Hope you all have faced this situation.. We got incoming mixed data from a single source (eg source=my_application.log) . This currently is parsed at arrival as sourcetype=my:application
. But this contains valuable information of application:audit
and application:transactions
for example.
Most of the search-time extractions are similar for audit & transactions. But currently I have to copy all of the logic on each sourcetype which is pure duplication of code.
Any ideas/tricks to ensure the search-time extractions done on parent-sourcetype can be inherited to child sourcetypes?

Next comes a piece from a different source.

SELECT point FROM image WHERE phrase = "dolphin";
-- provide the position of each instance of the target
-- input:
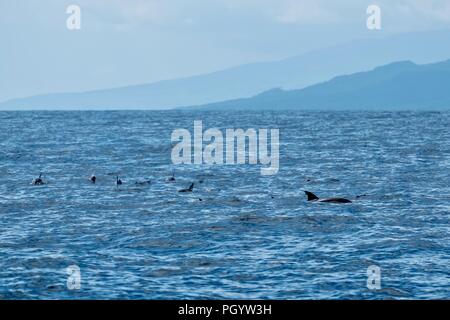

Expecting something like below
[my:application]
# all common extractions here
## Hope to inherit all work done in above sourcetype
[my:application:audit]
# some very specific extractions for audit only
[my:application:transaction]
# some very specific extractions for txns
check Palo Alto TA (props.conf) for detailed description on how to solve your problem. so your example would look something like this below.
[my:application]
# all common extractions here
[my:application:audit]
# some very specific extractions for audit only
[my:application:transaction]
# some very specific extractions for txns
hi, this didn't do for me.
Since Transformations happen at indextime, how can Search Head (where search-time extractions) know to apply the search-time extractions for another sourcetype?
Hi,
have you tried to copy your props.conf on both systems (index and search head)?
Hi
Transformation works also on search time, but you must have those definitions on search head layers (just like fields.conf).
T. Ismo
You can rename sourcetypes as per: https://docs.splunk.com/Documentation/Splunk/7.1.2/Data/Renamesourcetypes.
I usually approach this using a transforms to set sourcetype at ingest, though not positive that would be of most use to you. Is it possible to post sample events scrubbed of course:))?
I liked this idea. I feel its bit childish as per the document, but a new way. thanks for that.